Thanks to suzagrace9 for testing out the pattern.
:thumbup:


----------



## willi66 (Aug 30, 2012)

Cute!


----------



## wannabegranny (May 27, 2011)

tahnk you, they are to cute


----------



## jemima (Mar 26, 2011)

Lovely pattern thanks


----------



## lovescats (Feb 25, 2012)

Thanks for sharing


----------



## lildeb2 (Jul 14, 2013)

Mary Diaz said:


> Hello everyone
> I hope you enjoy this pattern.
> Thanks to suzagrace9 for testing out the pattern.
> :thumbup:


Wouldn't open for me.


----------



## Windbeam (Jul 31, 2011)

Very nice of you!


----------



## NanaG (Jun 12, 2012)

Very cute! Thank you for sharing with us.


----------



## Mary Diaz (Mar 30, 2012)

lildeb2 said:


> Wouldn't open for me.


http://www.knittingparadise.com/t-283926-6.html
:thumbup:


----------



## asyinger (Apr 20, 2012)

So cute. I think I need a pair for myself.


----------



## GrannyH (Jul 4, 2011)

These are very cute, but are they for adults or kids? I didn't see a size anywhere.


----------



## LucyinCanada (Oct 24, 2012)

Those are so cute! I am bookmarking this to make for my grandson for Christmas.
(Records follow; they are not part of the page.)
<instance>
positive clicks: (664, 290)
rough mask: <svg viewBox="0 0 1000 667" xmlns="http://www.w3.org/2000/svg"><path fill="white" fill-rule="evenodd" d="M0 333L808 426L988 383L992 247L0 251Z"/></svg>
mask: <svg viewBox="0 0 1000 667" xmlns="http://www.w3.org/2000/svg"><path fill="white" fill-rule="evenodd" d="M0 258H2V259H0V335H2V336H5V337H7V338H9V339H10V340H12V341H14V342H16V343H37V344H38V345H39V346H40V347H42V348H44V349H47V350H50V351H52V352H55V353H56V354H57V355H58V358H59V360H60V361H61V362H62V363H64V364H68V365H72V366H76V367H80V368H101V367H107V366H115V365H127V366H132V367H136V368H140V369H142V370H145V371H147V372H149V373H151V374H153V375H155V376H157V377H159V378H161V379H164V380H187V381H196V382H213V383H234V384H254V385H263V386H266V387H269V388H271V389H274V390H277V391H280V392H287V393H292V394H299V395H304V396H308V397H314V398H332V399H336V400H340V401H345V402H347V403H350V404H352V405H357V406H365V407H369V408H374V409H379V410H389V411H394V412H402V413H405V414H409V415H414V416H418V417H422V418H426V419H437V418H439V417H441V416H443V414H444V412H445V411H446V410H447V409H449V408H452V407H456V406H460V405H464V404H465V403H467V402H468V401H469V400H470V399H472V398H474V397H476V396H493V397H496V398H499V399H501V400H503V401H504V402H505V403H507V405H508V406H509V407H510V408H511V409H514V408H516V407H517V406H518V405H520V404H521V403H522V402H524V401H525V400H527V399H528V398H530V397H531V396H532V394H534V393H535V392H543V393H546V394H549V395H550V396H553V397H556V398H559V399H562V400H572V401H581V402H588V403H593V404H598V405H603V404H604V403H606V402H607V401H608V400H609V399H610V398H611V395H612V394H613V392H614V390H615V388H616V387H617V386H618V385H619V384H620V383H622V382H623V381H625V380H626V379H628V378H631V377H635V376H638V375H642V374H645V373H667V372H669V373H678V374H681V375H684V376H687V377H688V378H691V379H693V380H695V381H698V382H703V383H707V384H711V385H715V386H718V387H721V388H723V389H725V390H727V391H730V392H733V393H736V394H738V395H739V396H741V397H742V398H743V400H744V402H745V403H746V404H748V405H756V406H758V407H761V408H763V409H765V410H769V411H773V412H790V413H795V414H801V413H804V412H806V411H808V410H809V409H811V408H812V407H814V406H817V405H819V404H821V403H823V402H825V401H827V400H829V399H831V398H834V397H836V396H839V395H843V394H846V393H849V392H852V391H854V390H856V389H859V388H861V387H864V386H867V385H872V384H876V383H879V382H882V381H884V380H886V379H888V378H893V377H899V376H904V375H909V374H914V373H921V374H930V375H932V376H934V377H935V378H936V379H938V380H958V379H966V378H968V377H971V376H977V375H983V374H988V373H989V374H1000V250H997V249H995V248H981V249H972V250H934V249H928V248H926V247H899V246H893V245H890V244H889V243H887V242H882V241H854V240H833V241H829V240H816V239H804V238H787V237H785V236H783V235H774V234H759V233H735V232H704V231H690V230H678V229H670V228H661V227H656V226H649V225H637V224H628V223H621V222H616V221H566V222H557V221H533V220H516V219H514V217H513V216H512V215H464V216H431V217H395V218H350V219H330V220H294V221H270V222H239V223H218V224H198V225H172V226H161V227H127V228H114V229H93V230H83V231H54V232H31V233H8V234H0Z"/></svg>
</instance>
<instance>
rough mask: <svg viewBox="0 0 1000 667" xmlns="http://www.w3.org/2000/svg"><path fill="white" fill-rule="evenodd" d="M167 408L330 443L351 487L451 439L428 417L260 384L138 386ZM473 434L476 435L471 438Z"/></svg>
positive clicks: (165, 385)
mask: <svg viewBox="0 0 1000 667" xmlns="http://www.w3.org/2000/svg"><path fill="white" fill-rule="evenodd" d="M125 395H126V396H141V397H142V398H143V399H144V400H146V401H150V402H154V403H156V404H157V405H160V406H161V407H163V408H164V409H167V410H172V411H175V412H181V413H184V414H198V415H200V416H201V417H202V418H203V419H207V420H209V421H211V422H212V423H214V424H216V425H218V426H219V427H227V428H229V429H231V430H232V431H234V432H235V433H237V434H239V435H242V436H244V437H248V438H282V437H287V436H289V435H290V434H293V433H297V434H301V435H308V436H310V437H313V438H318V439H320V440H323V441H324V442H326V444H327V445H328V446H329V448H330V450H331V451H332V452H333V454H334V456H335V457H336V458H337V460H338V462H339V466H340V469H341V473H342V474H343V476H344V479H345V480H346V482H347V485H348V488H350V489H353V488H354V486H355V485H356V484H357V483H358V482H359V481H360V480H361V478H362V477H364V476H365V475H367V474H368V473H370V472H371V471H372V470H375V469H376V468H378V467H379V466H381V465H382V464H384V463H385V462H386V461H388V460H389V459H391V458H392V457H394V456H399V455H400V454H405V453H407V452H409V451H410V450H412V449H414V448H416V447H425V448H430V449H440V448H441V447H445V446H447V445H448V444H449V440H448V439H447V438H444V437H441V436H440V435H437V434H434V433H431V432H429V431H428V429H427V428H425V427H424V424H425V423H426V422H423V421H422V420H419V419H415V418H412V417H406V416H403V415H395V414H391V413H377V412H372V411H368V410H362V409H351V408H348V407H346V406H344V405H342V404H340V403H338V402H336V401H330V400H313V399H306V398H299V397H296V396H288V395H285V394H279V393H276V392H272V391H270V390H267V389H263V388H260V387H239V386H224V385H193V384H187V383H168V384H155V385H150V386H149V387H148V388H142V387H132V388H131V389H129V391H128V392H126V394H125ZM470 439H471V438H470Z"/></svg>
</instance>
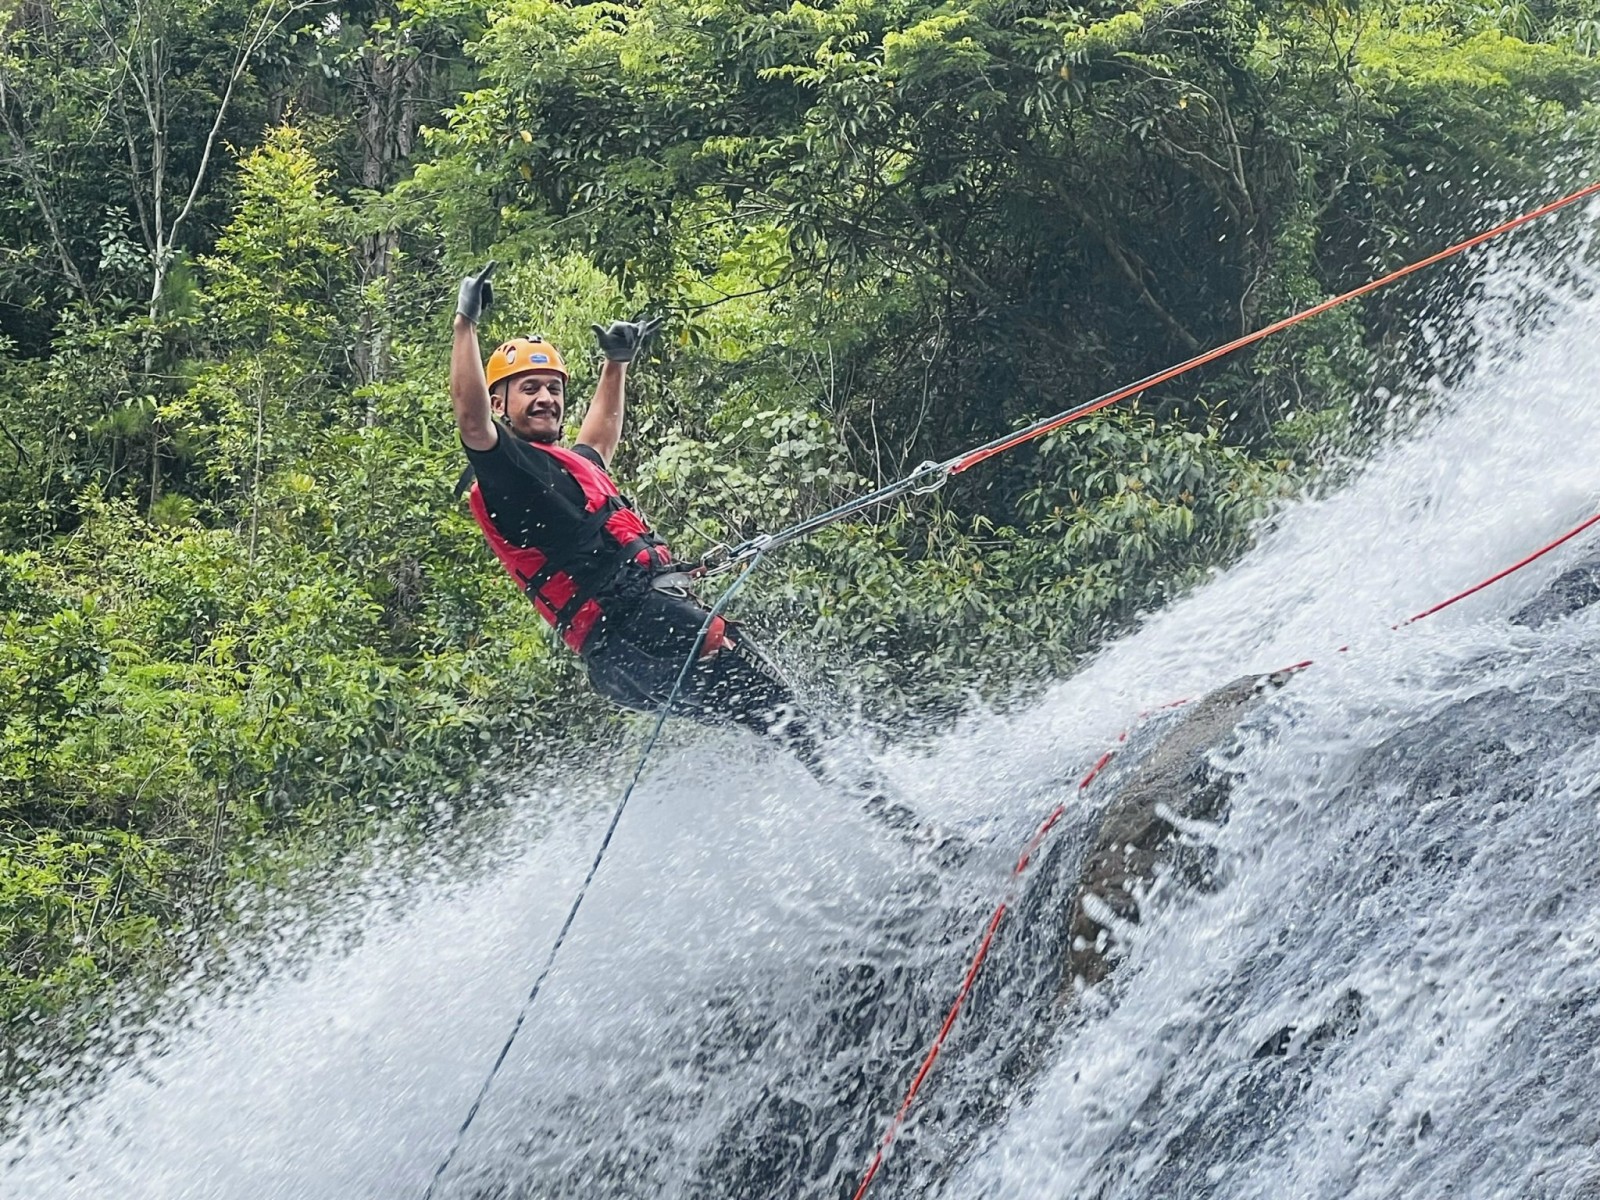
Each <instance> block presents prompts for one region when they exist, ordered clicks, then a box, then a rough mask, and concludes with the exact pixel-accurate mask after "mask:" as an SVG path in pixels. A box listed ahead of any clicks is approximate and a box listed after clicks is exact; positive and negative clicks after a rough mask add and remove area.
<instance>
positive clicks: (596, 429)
mask: <svg viewBox="0 0 1600 1200" xmlns="http://www.w3.org/2000/svg"><path fill="white" fill-rule="evenodd" d="M493 270H494V264H493V262H490V264H488V266H486V267H485V269H483V270H480V272H478V274H477V275H469V277H467V278H466V280H462V283H461V294H459V298H458V301H456V318H454V342H453V347H451V357H450V397H451V403H453V406H454V413H456V427H458V430H459V432H461V443H462V446H464V448H466V451H467V458H469V459H470V462H472V474H474V475H475V482H474V483H472V491H470V504H472V515H474V517H475V518H477V522H478V525H480V526H482V528H483V536H485V538H486V539H488V544H490V549H493V550H494V555H496V557H498V558H499V560H501V563H502V565H504V566H506V570H507V573H510V576H512V579H515V581H517V586H518V587H520V589H522V590H523V592H525V594H526V597H528V598H530V600H531V602H533V606H534V608H536V610H538V613H539V616H542V618H544V619H546V621H549V622H550V624H552V626H554V627H555V630H557V632H558V634H560V637H562V640H563V642H565V643H566V645H568V646H571V650H574V651H576V653H578V654H579V656H581V658H582V659H584V666H586V667H587V670H589V680H590V683H592V685H594V688H595V691H598V693H600V694H602V696H606V698H608V699H611V701H616V702H618V704H621V706H624V707H629V709H638V710H646V712H648V710H656V709H659V707H661V706H662V704H666V701H667V698H669V694H670V693H672V686H674V683H675V682H677V678H678V672H680V670H682V669H683V664H685V661H686V659H688V658H690V656H691V654H694V653H696V651H694V642H696V638H698V637H699V632H701V629H702V627H704V626H706V616H707V610H706V608H704V606H702V605H701V603H699V602H698V600H696V598H694V595H693V592H691V590H690V582H691V581H690V578H688V576H686V574H685V573H683V570H682V568H680V566H678V565H675V563H674V560H672V554H670V550H669V549H667V546H666V542H664V541H662V539H661V538H658V536H656V534H654V533H653V531H651V530H650V525H648V523H646V522H645V518H643V515H642V514H640V512H638V510H637V509H634V506H632V504H629V501H627V499H626V498H622V496H621V494H619V493H618V490H616V483H613V482H611V475H610V474H608V472H610V466H611V456H613V454H614V453H616V446H618V442H619V440H621V437H622V408H624V394H626V381H627V370H629V363H630V362H632V360H634V358H635V357H637V355H638V354H640V352H642V350H643V349H645V346H646V344H648V341H650V338H651V336H653V334H654V333H656V330H658V328H659V326H661V320H659V318H656V320H637V322H613V323H611V325H610V326H606V328H600V326H598V325H595V326H594V331H595V339H597V341H598V344H600V352H602V354H603V355H605V363H603V365H602V368H600V382H598V386H597V387H595V395H594V398H592V400H590V402H589V408H587V411H586V413H584V419H582V424H581V426H579V429H578V440H576V443H574V445H573V446H570V448H568V446H563V445H562V434H563V426H565V419H566V386H568V381H570V376H568V373H566V363H565V362H562V355H560V352H558V350H557V349H555V347H554V346H552V344H550V342H547V341H546V339H544V338H539V336H531V338H515V339H512V341H509V342H504V344H502V346H499V347H496V350H494V354H491V355H490V360H488V366H485V365H483V362H482V357H480V355H482V352H480V349H478V334H477V323H478V320H480V318H482V317H483V312H485V310H486V309H488V307H490V304H491V302H493V298H494V290H493V285H491V283H490V275H491V274H493ZM674 710H675V712H682V714H685V715H690V717H694V718H696V720H701V722H706V723H710V725H722V723H736V725H742V726H746V728H750V730H755V731H757V733H762V734H766V736H773V738H776V739H778V741H781V742H782V744H784V746H787V747H789V749H790V750H794V752H795V754H797V757H798V758H800V760H802V762H803V763H805V765H806V766H808V768H810V770H811V771H813V773H818V774H821V773H822V771H821V762H819V747H818V742H816V738H814V736H813V733H811V731H810V730H808V728H806V725H805V722H803V720H802V718H800V715H798V710H797V709H795V704H794V694H792V691H790V690H789V686H787V685H786V683H784V682H782V678H781V677H779V674H778V670H776V669H774V667H773V666H771V664H770V662H768V659H766V658H765V656H763V654H762V651H760V650H758V648H757V646H755V643H754V642H750V638H749V637H747V635H746V634H744V632H742V630H741V629H739V627H738V626H736V624H734V622H731V621H723V619H722V618H720V616H717V618H714V619H712V621H710V627H709V629H707V634H706V640H704V643H702V645H701V648H699V651H698V656H696V661H694V667H693V669H691V670H690V674H688V677H686V678H685V682H683V686H682V690H680V693H678V696H677V699H675V702H674Z"/></svg>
He found a stuffie at a flea market this summer and was so excited so I hope he has the same reaction to the mittens!


----------



## sueandlynette (Sep 10, 2013)

Thank you so much!


----------



## sueandlynette (Sep 10, 2013)

Thank you so much!


----------



## Mary Diaz (Mar 30, 2012)

GrannyH said:


> These are very cute, but are they for adults or kids? I didn't see a size anywhere.


kids


----------



## suzagrace9 (Aug 15, 2011)

I have to say this is a great pattern. Below is the picture of the one I made while testing the pattern.


----------



## SwampCatNana (Dec 27, 2012)

OOOPPPSSS.


----------



## Mary Diaz (Mar 30, 2012)

different version


----------



## olithia (May 31, 2013)

Thanks for sharing.


----------



## SouthernGirl (Dec 28, 2011)

thanks


----------



## Knittingkitty (Sep 25, 2011)

They are adorable, thank you!


----------



## craftbits (Jul 8, 2014)

Very cute!!


----------